- Born: February 21, 1920 San Francisco, California, U.S.
- Died: July 29, 2014 (aged 94) Pompano Beach, Florida, U.S.
- Occupation: Advertising executive

= Janet L. Wolff =

American advertising executive

Janet L. Wolff (born Janet Loeb); February 21, 1920 July 29, 2014) was an American advertising executive who was a key figure at J. Walter Thompson Co. (JWT) and William Esty Co.

==Biography==
Wolff was born on February 21, 1920, in San Francisco. She attended Castilleja School before moving to New York City as a teenager, where she attended Finch College and Wood Tobé-Coburn School and began to study fashion and marketing. She moved with her mother to Paris in the mid-1930s and attended The Sorbonne. After returning to New York before World War II, she worked for Macy's, and while there entered a New York Sun Father's Day card competition. Her entry led to many job offers in advertising.

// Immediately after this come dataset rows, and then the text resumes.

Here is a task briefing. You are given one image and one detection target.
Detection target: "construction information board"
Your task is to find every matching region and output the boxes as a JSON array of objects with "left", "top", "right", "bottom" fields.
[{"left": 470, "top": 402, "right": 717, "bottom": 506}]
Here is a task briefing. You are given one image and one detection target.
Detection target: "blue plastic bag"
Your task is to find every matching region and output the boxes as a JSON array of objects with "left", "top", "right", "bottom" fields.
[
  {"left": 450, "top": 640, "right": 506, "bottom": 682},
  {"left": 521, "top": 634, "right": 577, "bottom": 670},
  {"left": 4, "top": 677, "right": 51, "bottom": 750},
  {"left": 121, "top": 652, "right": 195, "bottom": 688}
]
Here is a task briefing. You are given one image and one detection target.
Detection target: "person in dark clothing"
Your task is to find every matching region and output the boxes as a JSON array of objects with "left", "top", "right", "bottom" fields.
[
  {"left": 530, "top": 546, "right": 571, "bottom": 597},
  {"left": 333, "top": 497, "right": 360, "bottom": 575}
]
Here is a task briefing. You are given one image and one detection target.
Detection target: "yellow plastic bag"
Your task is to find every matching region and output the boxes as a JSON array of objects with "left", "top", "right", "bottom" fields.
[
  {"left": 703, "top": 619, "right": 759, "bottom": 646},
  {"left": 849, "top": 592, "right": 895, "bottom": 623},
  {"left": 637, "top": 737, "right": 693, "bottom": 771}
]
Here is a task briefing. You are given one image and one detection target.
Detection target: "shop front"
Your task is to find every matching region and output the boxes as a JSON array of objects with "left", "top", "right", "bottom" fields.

In 1945 or 1946 she married Dr. James Wolff, a pioneer in pediatric hematology and oncology.

Wolff was the youngest vice president at JWT and led many clients into television advertising. After 15 years at JWT, she left for William Esty Co. At the two companies she led campaigns for Datsun's "We are Driven"; Irish Spring's "The manly soap that women like, too"; Nabisco's "American Cookie Jar"; Noxzema Shave Cream's "Take it off, take it all off" and Vaseline Intensive Care's "dry leaf demonstration."

Wolff's 1958 book What Makes Women Buy led to a number of other books, including co-authoring the Lifetrends series. She authored eight books in all. Wolff was inducted into the Advertising Hall of Fame in 1998.

Wolff died in Pompano Beach, Florida in 2014. Her husband predeceased her in 2012. She was survived by four children and ten grandchildren.